More than two dozen counties across California have accused the company of improperly disposing of materials such as lead-acid batteries, antifreeze, diesel fuel and more
Tesla has been sued by 25 counties across California, accusing the electric car company of mishandling hazardous waste at its facilities.
The lawsuit was filed in San Joaquin County Superior Court on Tuesday. Alameda, San Joaquin, San Francisco and other counties are seeking civil penalties and an injunction that would require Tesla to properly manage its waste in the future. The state's civil penalty for a hazardous waste violation could cost Tesla up to $70,000 a day.
In the complaint, received from TechCrunch, Tesla allegedly mislabeled and dumped materials such as lead-acid and other batteries, paints, brake fluids, aerosols, antifreeze, acetone, diesel fuel and more at its manufacturing and service facilities throughout California. The company is also accused of improperly disposing of waste, both on-site and in landfills that cannot accept hazardous materials.
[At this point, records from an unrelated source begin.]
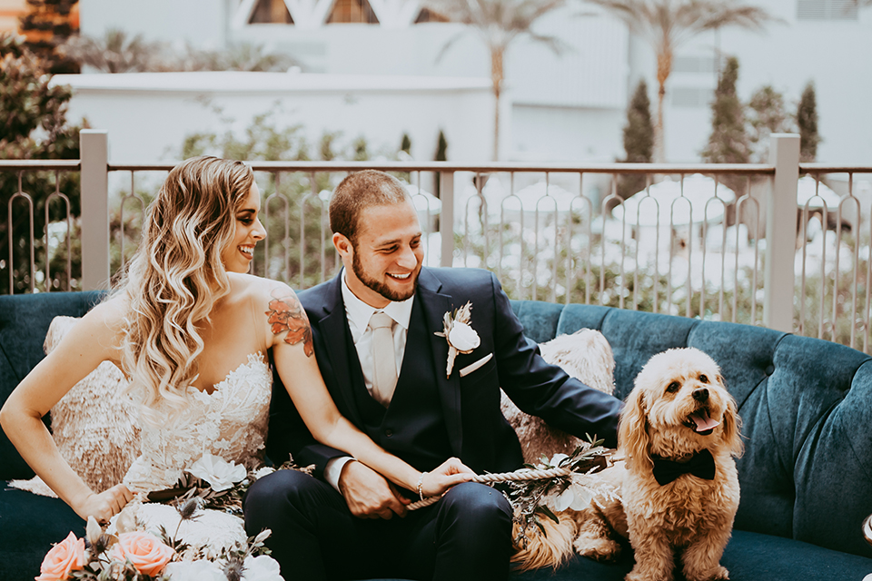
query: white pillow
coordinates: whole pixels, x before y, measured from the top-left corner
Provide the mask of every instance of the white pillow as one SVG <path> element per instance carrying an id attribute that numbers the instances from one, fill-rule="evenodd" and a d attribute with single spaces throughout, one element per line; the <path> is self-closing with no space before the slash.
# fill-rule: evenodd
<path id="1" fill-rule="evenodd" d="M 570 377 L 604 393 L 614 393 L 615 358 L 600 331 L 581 329 L 540 343 L 539 349 L 542 359 L 560 366 Z M 502 415 L 518 434 L 525 462 L 538 464 L 542 456 L 550 458 L 557 453 L 571 454 L 580 444 L 574 436 L 519 409 L 505 393 L 501 396 Z"/>

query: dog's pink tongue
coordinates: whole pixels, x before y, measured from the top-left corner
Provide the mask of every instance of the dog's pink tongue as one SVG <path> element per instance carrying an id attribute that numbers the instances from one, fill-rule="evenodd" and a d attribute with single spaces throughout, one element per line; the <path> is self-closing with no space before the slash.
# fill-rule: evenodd
<path id="1" fill-rule="evenodd" d="M 708 412 L 705 409 L 700 409 L 698 412 L 695 412 L 690 416 L 690 419 L 694 421 L 697 425 L 698 432 L 704 432 L 709 429 L 713 429 L 716 426 L 720 424 L 719 421 L 715 421 L 708 417 Z"/>

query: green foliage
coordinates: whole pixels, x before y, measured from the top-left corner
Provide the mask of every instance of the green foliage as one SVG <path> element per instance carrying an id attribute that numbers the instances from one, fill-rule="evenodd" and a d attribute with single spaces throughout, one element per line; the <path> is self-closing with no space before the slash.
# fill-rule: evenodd
<path id="1" fill-rule="evenodd" d="M 40 59 L 25 45 L 25 39 L 14 34 L 0 34 L 0 158 L 48 160 L 78 159 L 79 129 L 66 122 L 66 111 L 71 93 L 65 86 L 50 86 L 49 62 Z M 0 172 L 0 207 L 8 208 L 9 201 L 19 192 L 18 175 L 15 172 Z M 13 218 L 10 224 L 0 222 L 0 293 L 9 292 L 9 229 L 13 233 L 12 266 L 14 267 L 14 290 L 24 291 L 30 287 L 31 271 L 35 271 L 37 290 L 52 288 L 65 289 L 66 253 L 65 248 L 45 248 L 45 203 L 55 188 L 70 199 L 70 211 L 75 229 L 80 213 L 79 180 L 71 172 L 59 172 L 55 182 L 54 172 L 25 172 L 21 174 L 21 192 L 33 200 L 34 243 L 35 264 L 30 263 L 30 218 L 28 204 L 25 199 L 16 197 L 13 202 Z M 49 222 L 64 221 L 66 208 L 62 202 L 52 202 L 49 206 Z M 76 238 L 74 235 L 74 238 Z M 65 244 L 65 238 L 64 243 Z M 63 252 L 63 256 L 58 252 Z M 46 257 L 47 254 L 51 256 Z M 74 253 L 72 264 L 72 278 L 77 279 L 81 261 Z M 63 259 L 63 260 L 62 260 Z M 46 282 L 45 261 L 52 265 L 52 281 Z M 56 268 L 60 267 L 60 268 Z"/>
<path id="2" fill-rule="evenodd" d="M 650 163 L 654 154 L 654 123 L 651 122 L 651 101 L 648 85 L 642 79 L 627 107 L 624 125 L 624 151 L 629 163 Z"/>
<path id="3" fill-rule="evenodd" d="M 754 163 L 768 162 L 769 135 L 794 131 L 784 106 L 784 95 L 769 84 L 760 87 L 751 95 L 745 120 L 751 148 L 751 162 Z"/>
<path id="4" fill-rule="evenodd" d="M 811 81 L 806 85 L 797 108 L 797 127 L 799 128 L 799 161 L 814 162 L 818 158 L 818 99 L 815 95 L 815 84 Z"/>
<path id="5" fill-rule="evenodd" d="M 711 103 L 711 134 L 702 152 L 709 163 L 748 163 L 750 159 L 744 107 L 736 94 L 738 80 L 738 60 L 730 57 L 720 73 Z"/>
<path id="6" fill-rule="evenodd" d="M 441 129 L 439 130 L 439 139 L 436 142 L 436 155 L 433 157 L 436 162 L 448 161 L 448 140 L 445 139 L 445 133 Z"/>
<path id="7" fill-rule="evenodd" d="M 711 103 L 711 133 L 708 144 L 701 152 L 708 163 L 748 163 L 751 148 L 745 131 L 745 105 L 736 93 L 738 80 L 738 60 L 727 59 L 715 90 Z M 738 195 L 745 191 L 745 178 L 735 175 L 723 177 L 723 183 Z"/>
<path id="8" fill-rule="evenodd" d="M 79 64 L 102 73 L 142 73 L 157 65 L 161 46 L 145 42 L 142 34 L 131 38 L 123 30 L 110 28 L 103 38 L 71 36 L 58 50 Z"/>
<path id="9" fill-rule="evenodd" d="M 651 101 L 648 98 L 648 84 L 642 79 L 627 107 L 627 124 L 624 125 L 624 151 L 628 163 L 650 163 L 654 155 L 654 123 L 651 121 Z M 629 173 L 619 177 L 618 195 L 628 198 L 641 191 L 647 177 L 641 173 Z"/>

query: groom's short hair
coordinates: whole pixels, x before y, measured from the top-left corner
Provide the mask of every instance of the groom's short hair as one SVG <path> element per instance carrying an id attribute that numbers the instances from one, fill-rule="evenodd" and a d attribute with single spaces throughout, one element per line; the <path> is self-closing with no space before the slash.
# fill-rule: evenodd
<path id="1" fill-rule="evenodd" d="M 364 208 L 402 203 L 411 200 L 402 182 L 376 170 L 354 172 L 336 186 L 330 199 L 330 229 L 354 243 L 359 216 Z"/>

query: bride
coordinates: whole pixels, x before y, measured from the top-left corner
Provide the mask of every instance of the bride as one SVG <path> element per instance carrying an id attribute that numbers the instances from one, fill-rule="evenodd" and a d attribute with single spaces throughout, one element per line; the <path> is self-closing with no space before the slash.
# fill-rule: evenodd
<path id="1" fill-rule="evenodd" d="M 469 480 L 452 458 L 421 474 L 347 421 L 324 387 L 305 311 L 286 285 L 246 274 L 266 231 L 251 168 L 214 157 L 173 168 L 110 298 L 88 312 L 6 400 L 0 424 L 34 471 L 82 518 L 107 522 L 136 495 L 173 487 L 205 455 L 257 468 L 272 372 L 320 442 L 405 488 L 441 494 Z M 130 379 L 141 456 L 96 493 L 64 460 L 42 418 L 102 361 Z M 284 458 L 282 458 L 284 459 Z"/>

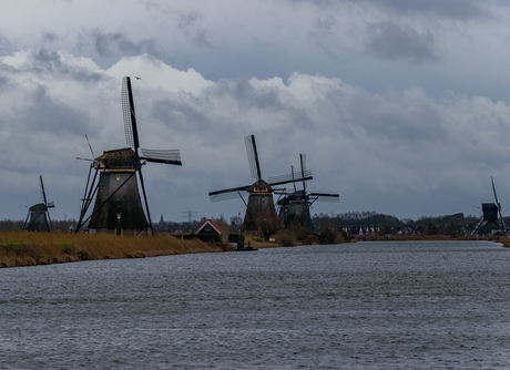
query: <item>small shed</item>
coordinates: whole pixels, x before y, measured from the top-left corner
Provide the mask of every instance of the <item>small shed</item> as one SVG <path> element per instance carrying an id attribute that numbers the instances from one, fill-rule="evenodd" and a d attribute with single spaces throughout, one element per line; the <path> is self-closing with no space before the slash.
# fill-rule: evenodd
<path id="1" fill-rule="evenodd" d="M 220 226 L 212 219 L 206 219 L 195 232 L 195 236 L 203 241 L 222 241 L 222 230 Z"/>

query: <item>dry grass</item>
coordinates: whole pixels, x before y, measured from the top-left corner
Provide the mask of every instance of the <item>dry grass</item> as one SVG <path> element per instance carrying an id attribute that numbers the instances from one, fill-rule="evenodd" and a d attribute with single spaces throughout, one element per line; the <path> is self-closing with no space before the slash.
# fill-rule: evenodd
<path id="1" fill-rule="evenodd" d="M 222 247 L 196 239 L 181 240 L 166 234 L 131 237 L 110 234 L 0 233 L 0 267 L 207 251 L 222 251 Z"/>

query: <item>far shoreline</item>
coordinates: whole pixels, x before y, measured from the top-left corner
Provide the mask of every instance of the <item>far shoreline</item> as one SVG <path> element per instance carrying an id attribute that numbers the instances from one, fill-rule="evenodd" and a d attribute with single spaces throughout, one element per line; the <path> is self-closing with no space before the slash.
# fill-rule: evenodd
<path id="1" fill-rule="evenodd" d="M 350 236 L 349 241 L 338 244 L 355 244 L 359 241 L 493 241 L 503 247 L 510 247 L 507 236 L 457 236 L 443 235 L 357 235 Z M 292 247 L 277 241 L 246 238 L 254 249 Z M 296 244 L 303 245 L 303 244 Z M 313 244 L 318 245 L 318 244 Z M 169 234 L 154 236 L 115 236 L 112 234 L 69 234 L 69 233 L 0 233 L 0 268 L 23 267 L 74 263 L 82 260 L 125 259 L 161 257 L 182 254 L 235 251 L 228 245 L 204 243 L 198 239 L 183 240 Z M 256 251 L 255 251 L 256 253 Z"/>

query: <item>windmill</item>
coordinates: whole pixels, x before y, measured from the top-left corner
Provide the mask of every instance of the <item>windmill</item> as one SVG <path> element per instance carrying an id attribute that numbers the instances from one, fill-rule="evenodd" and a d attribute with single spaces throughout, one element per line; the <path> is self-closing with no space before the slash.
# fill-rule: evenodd
<path id="1" fill-rule="evenodd" d="M 475 227 L 472 232 L 473 235 L 482 234 L 483 229 L 490 227 L 490 225 L 496 224 L 498 226 L 498 233 L 500 235 L 507 235 L 508 228 L 504 224 L 503 216 L 501 214 L 501 204 L 498 202 L 498 194 L 496 193 L 494 179 L 490 176 L 490 181 L 492 182 L 492 192 L 494 193 L 494 201 L 496 203 L 482 203 L 481 204 L 481 212 L 482 215 L 480 217 L 480 222 Z M 498 220 L 499 215 L 499 220 Z"/>
<path id="2" fill-rule="evenodd" d="M 276 220 L 275 204 L 273 201 L 274 186 L 312 179 L 312 172 L 304 171 L 298 177 L 294 174 L 269 177 L 268 181 L 262 178 L 261 164 L 258 163 L 258 152 L 255 136 L 245 136 L 246 152 L 248 154 L 249 168 L 255 182 L 252 185 L 232 187 L 223 191 L 211 192 L 212 202 L 233 199 L 239 196 L 245 206 L 246 214 L 241 228 L 243 230 L 259 230 L 262 224 Z M 246 203 L 244 197 L 248 195 Z"/>
<path id="3" fill-rule="evenodd" d="M 280 193 L 280 195 L 285 196 L 277 203 L 279 206 L 279 216 L 284 222 L 285 228 L 292 225 L 302 225 L 309 234 L 314 234 L 315 227 L 312 223 L 310 206 L 315 202 L 338 202 L 339 195 L 326 193 L 307 193 L 306 179 L 304 179 L 304 174 L 307 171 L 306 156 L 304 154 L 299 154 L 299 164 L 303 189 L 296 189 L 296 184 L 294 184 L 294 193 Z M 294 174 L 294 167 L 292 172 Z"/>
<path id="4" fill-rule="evenodd" d="M 29 207 L 29 213 L 23 224 L 23 230 L 51 233 L 51 218 L 48 208 L 53 208 L 54 204 L 53 202 L 47 201 L 42 176 L 39 176 L 39 179 L 41 182 L 42 203 Z"/>
<path id="5" fill-rule="evenodd" d="M 130 147 L 105 151 L 93 160 L 76 232 L 89 223 L 89 228 L 114 230 L 115 234 L 126 229 L 141 234 L 149 228 L 153 233 L 142 166 L 150 162 L 182 165 L 178 150 L 140 147 L 131 79 L 128 76 L 122 79 L 121 95 L 125 140 Z M 94 198 L 93 210 L 85 218 Z"/>

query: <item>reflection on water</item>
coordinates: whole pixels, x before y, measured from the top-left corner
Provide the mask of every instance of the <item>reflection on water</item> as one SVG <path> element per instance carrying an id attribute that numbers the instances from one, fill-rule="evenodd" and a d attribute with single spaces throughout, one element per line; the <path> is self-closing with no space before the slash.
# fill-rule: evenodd
<path id="1" fill-rule="evenodd" d="M 359 243 L 0 270 L 0 368 L 510 368 L 510 250 Z"/>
A Tesla representative did not immediately respond Rolling rockhis request for comment.
In 2019, the company owned by Elon Musk reached a resolution with the US Environmental Protection Agency regarding alleged federal hazardous waste violations at their Fremont auto plant. Tesla agreed to take steps to properly manage hazardous waste at its factory, buy $55,000 in emergency response equipment for the City of Fremont Fire Department and pay a $31,000 fine.
The EPA reached another deal with Tesla in 2022 — this time the company agreed to pay a penalty of $275,000 — after the federal agency claimed it found Clean Air Act violations at the Fremont facility.
Earlier this month, Reuters mentionted that Musk's brain-chip startup Neuralink was fined for violating US Department of Transportation (DOT) rules about moving hazardous materials. During 2023 inspections of the company's facilities in Texas and California, agency records showed DOT investigators found the company failed to register as a hazardous material transporter.